Nacimiento de Ultramar
Los territorios reconquistados fueron repartidos de la siguiente forma: Edesa para Balduino, Antioquía para Bohemundo, Trípoli para Raimundo y Jerusalén para Godofredo. Todos quedaron como feudatarios de éste, que fue reconocido cabeza del Reino Latino de Jerusalén. Estos señoríos construyeron una larga cadena de fortalezas y puertos fortificados a lo largo de la costa mediterránea, y para llamarlos de manera uniforme se les dio el nombre de Ultramar.
Demostradas sus aptitudes guerreras, los hombres que habían reconquistado para la cristiandad Tierra Santa trataron de imponer en sus feudos un tipo de vida similar al que llevaban en Europa. Sin embargo, las cosas no podrían ser iguales, toda vez que la realidad ante la que se encontraban distaba mucho de ser similar a la europea.
Esto se puso de manifiesto durante su estancia en Constantinopla, donde encontraron una civilización culta y refinada de la que no tenían sino difusas noticias. Cuando partieron para su legendaria empresa, Roma, París o Londres no pasaban de ser rudimentarias ciudades con mercados más o menos importantes; Constantinopla, en cambio, era una auténtica capital imperial; sus calles pavimentadas se engalanaban en las noches, merced a la iluminación artificial; en sus tiendas se comerciaba con todo tipo de productos, la gente disfrutaba de parques, teatros y de un hipódromo.
Constantinopla se enorgullecía también de mansiones donde vivían los grandes señores, entre mármoles, mosaicos, piedras preciosas y tejidos extraordinarios.
El encuentro con esta cultura resultó un descubrimiento para los cruzados, ya fueran éstos señores o simples soldados convertidos después del triunfo en colonos de las tierras ganadas tras duras batallas. Para todos, de una u otra forma se hacían realidad las promesas del papa, y el mundo sombrío dejado atrás parecía esfumarse en un presente pródigo de novedades. Porque más allá de la reconquista, el proceso que se produjo en Ultramar resultó todo lo contrario de aquello que los europeos querían promover.

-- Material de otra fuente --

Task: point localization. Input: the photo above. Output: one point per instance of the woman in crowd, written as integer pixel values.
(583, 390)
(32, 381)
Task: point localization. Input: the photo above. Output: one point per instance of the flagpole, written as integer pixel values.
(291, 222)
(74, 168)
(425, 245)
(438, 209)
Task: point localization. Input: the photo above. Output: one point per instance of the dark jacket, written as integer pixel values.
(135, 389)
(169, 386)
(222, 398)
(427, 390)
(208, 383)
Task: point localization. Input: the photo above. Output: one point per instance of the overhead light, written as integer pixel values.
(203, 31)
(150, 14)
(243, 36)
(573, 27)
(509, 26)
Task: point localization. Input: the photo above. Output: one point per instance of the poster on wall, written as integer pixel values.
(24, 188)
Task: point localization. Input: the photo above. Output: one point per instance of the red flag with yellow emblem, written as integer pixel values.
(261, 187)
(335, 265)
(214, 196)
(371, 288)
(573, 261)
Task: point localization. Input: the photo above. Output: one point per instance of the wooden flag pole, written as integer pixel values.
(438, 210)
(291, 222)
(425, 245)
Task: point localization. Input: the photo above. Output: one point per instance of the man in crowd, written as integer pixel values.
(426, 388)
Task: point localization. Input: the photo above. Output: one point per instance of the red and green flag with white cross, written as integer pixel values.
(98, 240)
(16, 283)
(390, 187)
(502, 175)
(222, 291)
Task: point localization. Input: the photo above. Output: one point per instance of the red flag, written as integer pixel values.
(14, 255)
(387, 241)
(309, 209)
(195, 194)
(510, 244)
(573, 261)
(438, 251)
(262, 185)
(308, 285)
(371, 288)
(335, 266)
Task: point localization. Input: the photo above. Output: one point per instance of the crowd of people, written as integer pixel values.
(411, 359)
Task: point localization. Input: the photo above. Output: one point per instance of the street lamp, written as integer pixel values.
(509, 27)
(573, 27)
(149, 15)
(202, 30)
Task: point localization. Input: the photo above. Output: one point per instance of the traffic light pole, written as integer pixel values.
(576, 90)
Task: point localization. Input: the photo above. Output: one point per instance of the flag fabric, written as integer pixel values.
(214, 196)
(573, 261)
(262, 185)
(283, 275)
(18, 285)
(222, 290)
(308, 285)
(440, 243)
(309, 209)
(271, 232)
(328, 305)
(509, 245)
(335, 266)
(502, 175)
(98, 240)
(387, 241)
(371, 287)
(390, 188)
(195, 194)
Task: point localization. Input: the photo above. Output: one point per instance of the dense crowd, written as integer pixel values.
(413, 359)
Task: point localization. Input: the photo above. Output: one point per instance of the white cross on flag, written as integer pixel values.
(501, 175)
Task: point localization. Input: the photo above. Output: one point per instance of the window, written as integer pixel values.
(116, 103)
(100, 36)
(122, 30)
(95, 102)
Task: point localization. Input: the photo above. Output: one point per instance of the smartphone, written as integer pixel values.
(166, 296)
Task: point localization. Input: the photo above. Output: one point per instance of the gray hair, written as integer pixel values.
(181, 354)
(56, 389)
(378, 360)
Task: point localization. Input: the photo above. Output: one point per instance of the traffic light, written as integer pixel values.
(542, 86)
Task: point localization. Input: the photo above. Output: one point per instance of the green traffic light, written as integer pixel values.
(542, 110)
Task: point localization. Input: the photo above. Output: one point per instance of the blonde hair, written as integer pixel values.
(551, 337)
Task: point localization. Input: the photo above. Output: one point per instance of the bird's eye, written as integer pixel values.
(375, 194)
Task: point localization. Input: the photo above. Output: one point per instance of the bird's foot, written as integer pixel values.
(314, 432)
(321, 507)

Fueron ellos, y no los vencidos, quienes modificaron sus costumbres para adoptar las recién descubiertas. Rápidamente se habituaron a las construcciones de amplios ventanales que permitían el paso libre de la luz; muy pronto se acostumbraron a suntuosos mobiliarios incrustados con nácar, a elegantes cortinajes de brocado, a cómodas alfombras persas.
También se dejaron seducir por las elaboradas comidas orientales (ellos, que en Europa comían poco y mal), por el uso de suaves perfumes, por el empleo de sábanas y manteles, así como por la utilización de vajillas labradas en oro y plata.
Quienes se quedaron en Antioquía admiraron la excelente construcción de los acueductos, y asimismo las tuberías que llevaban el agua hasta las casas particulares, muchas de las cuales poseían sus propios abastecimientos. En Jerusalén, donde no existía agua en abundancia como para propiciar esas obras, se habían instalado depósitos bien organizados y un sistema de desagüe que funcionaba a la perfección. Las grandes fortalezas fronterizas también gozaban de similares comodidades: baños, salones elegantes y suntuosas salas de recepción.
Los cruzados reconquistaron Jerusalén, pero ellos fueron los conquistados por los adelantos de la civilización musulmana pervivientes en los Santos Lugares. Después de veinte años de instalados victoriosamente en el Reino Latino de Jerusalén, de hecho habían dejado de ser europeos para convertirse en extranjeros íntimamente integrados a la tierra conquistada.
Los peregrinos que visitaban el Santo Sepulcro regresaban a Europa, volvían con noticias tanto de la refinada civilización que presenciaron como de la situación en que vivían quienes se habían radicado en Ultramar. El cambio fue tan extremo que el clérigo Fulberto de Chartres lo resumió así: "El romano y el franco se han vuelto galileos o palestinos. Ya hemos olvidado nuestros hogares de nacimiento”.
La integración de los conquistadores resultó tan grande que al producirse la segunda cruzada en 1147, se especuló que su escandaloso fracaso fue debido a la tibia colaboración recibida en Ultramar.